The prince of the marshes
"Iraq. September 2003; it's six months after the US-led invasion, and the country is in anarchy - the infrastructure has collapsed, terrorist attacks have begun and the coalition has decided to rule directly via the Coalition Provisional Authority (CPA). Rory Stewart, a young British diplomat, is appointed as the coalition deputy governor (CPA deputy governorate coordinator) of a province of 850,000 people in the southern marshland. There, in the cities of Amara and then Nasiriyah, he and his colleagues confront gangsters, Iranian-linked politicians, tribal vendettas and a full Islamist insurgency, in which Stewart is besieged in his compound under continual fire, struggling to keep his staff alive. They negotiate hostage releases, appoint Iraqi governors and police chiefs, patch up the shattered infrastructure and, in June 2004, hand over sovereignty to the Iraqi government." "Stewart's almost colonial role may never exist again.

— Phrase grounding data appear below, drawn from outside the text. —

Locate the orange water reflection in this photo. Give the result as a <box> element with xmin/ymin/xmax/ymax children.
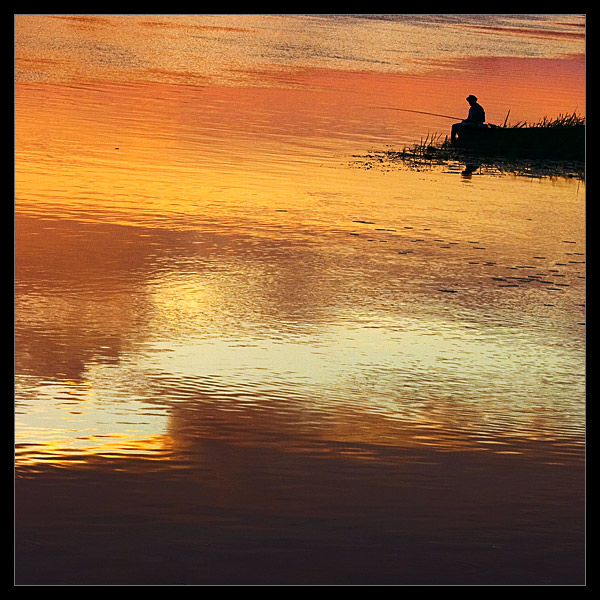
<box><xmin>14</xmin><ymin>17</ymin><xmax>586</xmax><ymax>586</ymax></box>
<box><xmin>15</xmin><ymin>15</ymin><xmax>585</xmax><ymax>471</ymax></box>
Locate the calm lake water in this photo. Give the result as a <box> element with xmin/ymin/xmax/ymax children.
<box><xmin>15</xmin><ymin>14</ymin><xmax>585</xmax><ymax>585</ymax></box>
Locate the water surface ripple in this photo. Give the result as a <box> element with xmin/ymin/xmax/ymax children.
<box><xmin>15</xmin><ymin>14</ymin><xmax>585</xmax><ymax>585</ymax></box>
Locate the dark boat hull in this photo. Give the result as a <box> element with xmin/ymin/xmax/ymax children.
<box><xmin>451</xmin><ymin>124</ymin><xmax>585</xmax><ymax>161</ymax></box>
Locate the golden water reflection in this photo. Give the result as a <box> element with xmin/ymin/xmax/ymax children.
<box><xmin>15</xmin><ymin>194</ymin><xmax>585</xmax><ymax>468</ymax></box>
<box><xmin>15</xmin><ymin>15</ymin><xmax>585</xmax><ymax>472</ymax></box>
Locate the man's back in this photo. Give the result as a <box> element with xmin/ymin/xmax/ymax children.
<box><xmin>467</xmin><ymin>103</ymin><xmax>485</xmax><ymax>123</ymax></box>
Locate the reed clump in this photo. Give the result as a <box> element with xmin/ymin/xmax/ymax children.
<box><xmin>506</xmin><ymin>111</ymin><xmax>585</xmax><ymax>129</ymax></box>
<box><xmin>352</xmin><ymin>112</ymin><xmax>584</xmax><ymax>179</ymax></box>
<box><xmin>419</xmin><ymin>112</ymin><xmax>584</xmax><ymax>161</ymax></box>
<box><xmin>411</xmin><ymin>132</ymin><xmax>450</xmax><ymax>155</ymax></box>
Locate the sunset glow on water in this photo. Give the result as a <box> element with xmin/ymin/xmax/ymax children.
<box><xmin>15</xmin><ymin>14</ymin><xmax>585</xmax><ymax>585</ymax></box>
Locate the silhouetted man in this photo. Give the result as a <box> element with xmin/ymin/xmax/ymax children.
<box><xmin>451</xmin><ymin>95</ymin><xmax>486</xmax><ymax>145</ymax></box>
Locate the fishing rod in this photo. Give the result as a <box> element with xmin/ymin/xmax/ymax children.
<box><xmin>370</xmin><ymin>105</ymin><xmax>462</xmax><ymax>121</ymax></box>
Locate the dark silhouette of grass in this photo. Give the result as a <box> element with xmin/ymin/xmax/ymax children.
<box><xmin>506</xmin><ymin>112</ymin><xmax>585</xmax><ymax>129</ymax></box>
<box><xmin>353</xmin><ymin>113</ymin><xmax>585</xmax><ymax>179</ymax></box>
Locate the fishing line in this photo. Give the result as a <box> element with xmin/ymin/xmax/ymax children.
<box><xmin>370</xmin><ymin>106</ymin><xmax>462</xmax><ymax>121</ymax></box>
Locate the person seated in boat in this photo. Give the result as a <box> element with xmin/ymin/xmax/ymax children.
<box><xmin>451</xmin><ymin>95</ymin><xmax>486</xmax><ymax>145</ymax></box>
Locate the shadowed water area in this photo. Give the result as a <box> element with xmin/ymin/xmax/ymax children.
<box><xmin>15</xmin><ymin>14</ymin><xmax>585</xmax><ymax>585</ymax></box>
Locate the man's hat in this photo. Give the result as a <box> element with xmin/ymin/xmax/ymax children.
<box><xmin>466</xmin><ymin>94</ymin><xmax>478</xmax><ymax>102</ymax></box>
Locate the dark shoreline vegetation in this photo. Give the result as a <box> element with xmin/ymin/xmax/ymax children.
<box><xmin>353</xmin><ymin>113</ymin><xmax>585</xmax><ymax>180</ymax></box>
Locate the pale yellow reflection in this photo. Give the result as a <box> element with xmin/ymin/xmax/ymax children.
<box><xmin>15</xmin><ymin>375</ymin><xmax>174</xmax><ymax>468</ymax></box>
<box><xmin>145</xmin><ymin>306</ymin><xmax>584</xmax><ymax>459</ymax></box>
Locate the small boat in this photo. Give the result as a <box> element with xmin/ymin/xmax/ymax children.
<box><xmin>451</xmin><ymin>123</ymin><xmax>585</xmax><ymax>161</ymax></box>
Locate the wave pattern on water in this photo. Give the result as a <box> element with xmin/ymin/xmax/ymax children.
<box><xmin>14</xmin><ymin>14</ymin><xmax>586</xmax><ymax>586</ymax></box>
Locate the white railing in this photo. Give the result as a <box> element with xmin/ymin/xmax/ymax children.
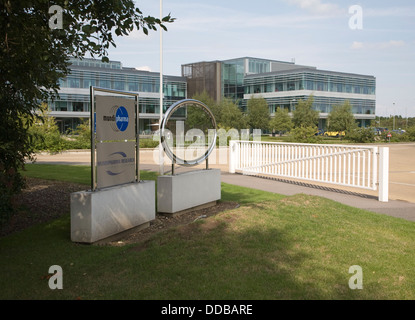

His insider's account reveals a side of Iraq hidden from most foreign journalists and soldiers and raises questions about the whole project of 'state-building' in the twenty-first century."--BOOK JACKET.
PLACES IN BETWEEN
In January 2002 Rory Stewart walked across Afghanistan--surviving by his wits, his knowledge of Persian dialects and Muslim customs, and the kindness of strangers. By day he passed through mountains covered in nine feet of snow, hamlets burned and emptied by the Taliban, and communities thriving amid the remains of medieval civilizations. By night he slept on villagers' floors, shared their meals, and listened to their stories of the recent and ancient past. Along the way he met heroes and rogues, tribal elders and teenage soldiers, Taliban commanders and foreign-aid workers. He was also adopted by an unexpected companion--a retired fighting mastiff he named Babur in honor of Afghanistan's first Mughal emperor, in whose footsteps the pair was following. Through these encounters--by turns touching, confounding, surprising, and funny--Stewart makes tangible the forces of tradition, ideology, and allegiance that shape life in the map's countless places in between.--From publisher description.